Longdong is also on the northeast coast. The stark cliffs here rise up almost directly from the surf, hundreds of meters high in places. Massive boulders lie at the bottom, and you can sometimes make out their original locations on the cliffs. For good reason, this spot is one of the most popular climbing locations in north Taiwan. “Longdong” means “dragon hole,” and the Longdongwan Cape Trail gives you viewing access of the massive cliff-bottom cave, today well above the sculpting surf, where dragons may well have once lived.

Penghu / Tongpan Island
Much of this Penghu archipelago of 64 small islands in the Taiwan Strait, which locals proudly describe as “pearls sprinkled in the turquoise sea,” was formed long ago by volcanic activity that has long since ceased. Basalt-column cliffs rising from the sea are a common sight – formed as lava shot up from the sea floor, was quick-cooled by seawater and then air, and almost instantly contracted and cracked.
The best viewing destination is Tongpan Island, which features a basalt mesa platform and is almost entirely ringed with neatly stacked cliff columns. There is a trail atop the mesa.

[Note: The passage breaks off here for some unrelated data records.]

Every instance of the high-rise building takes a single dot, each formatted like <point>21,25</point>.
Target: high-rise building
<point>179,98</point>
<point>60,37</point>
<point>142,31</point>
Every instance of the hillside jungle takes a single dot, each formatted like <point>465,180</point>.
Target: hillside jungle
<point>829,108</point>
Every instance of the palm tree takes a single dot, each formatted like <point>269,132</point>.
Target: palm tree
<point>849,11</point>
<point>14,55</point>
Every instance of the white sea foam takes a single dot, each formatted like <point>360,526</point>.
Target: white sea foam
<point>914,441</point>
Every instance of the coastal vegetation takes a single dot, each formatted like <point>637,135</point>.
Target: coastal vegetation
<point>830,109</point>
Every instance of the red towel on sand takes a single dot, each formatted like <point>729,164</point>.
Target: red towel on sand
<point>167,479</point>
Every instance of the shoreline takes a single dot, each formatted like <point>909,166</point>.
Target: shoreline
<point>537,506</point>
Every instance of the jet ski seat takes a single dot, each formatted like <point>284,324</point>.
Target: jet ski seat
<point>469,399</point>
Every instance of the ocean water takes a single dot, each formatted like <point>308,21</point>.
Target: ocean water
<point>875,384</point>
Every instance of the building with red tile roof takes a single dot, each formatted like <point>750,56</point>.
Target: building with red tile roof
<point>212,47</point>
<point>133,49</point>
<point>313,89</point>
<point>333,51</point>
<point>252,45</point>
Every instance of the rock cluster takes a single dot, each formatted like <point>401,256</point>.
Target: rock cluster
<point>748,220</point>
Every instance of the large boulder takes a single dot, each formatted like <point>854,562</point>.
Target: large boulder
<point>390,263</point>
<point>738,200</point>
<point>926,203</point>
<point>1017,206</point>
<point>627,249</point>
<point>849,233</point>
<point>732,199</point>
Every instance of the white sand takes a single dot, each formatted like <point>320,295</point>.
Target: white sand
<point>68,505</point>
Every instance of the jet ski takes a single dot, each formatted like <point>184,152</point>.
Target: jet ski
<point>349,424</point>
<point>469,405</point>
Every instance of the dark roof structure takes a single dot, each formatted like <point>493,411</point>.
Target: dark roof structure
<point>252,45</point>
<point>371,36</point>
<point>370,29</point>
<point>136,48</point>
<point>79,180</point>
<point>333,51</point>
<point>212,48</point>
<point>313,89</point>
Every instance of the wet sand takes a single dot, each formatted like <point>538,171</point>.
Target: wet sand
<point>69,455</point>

This island is a regular stop on boat tours from the main Penghu islands; you’ll feel you are visiting a whimsical work created by giants.

Xiao Liuqiu / Vase Rock
Xiao Liuqiu, a small island off Taiwan’s southwest coast, is composed of coral. There are fantastic rock formations all around the island, with Vase Rock perhaps the most popular. The area abounds in colorful underwater marine life, which you can enjoy in a semi-submersible or glass-bottom boat. Other key nature-sculpted attractions are Beauty Cave, Black Dwarf Cave, and Wild Boar Ditch.

Jialeshui
Located near the south tip of Taiwan, on the east-coast side, this stretch of comparatively isolated coastline (stretching about 2.5 km; entry fee) is one of Taiwan’s premier geological classrooms. It has been said that the landscape here looks more like that of another planet than that of spaceship Earth. Three different geological layers are clearly discerned, the carved outcroppings of the exposed-sandstone stratum resembling such familiar figures as the hare, frog, seahorse, and beehive, and chessboard. A long signposted trail guides you through the area.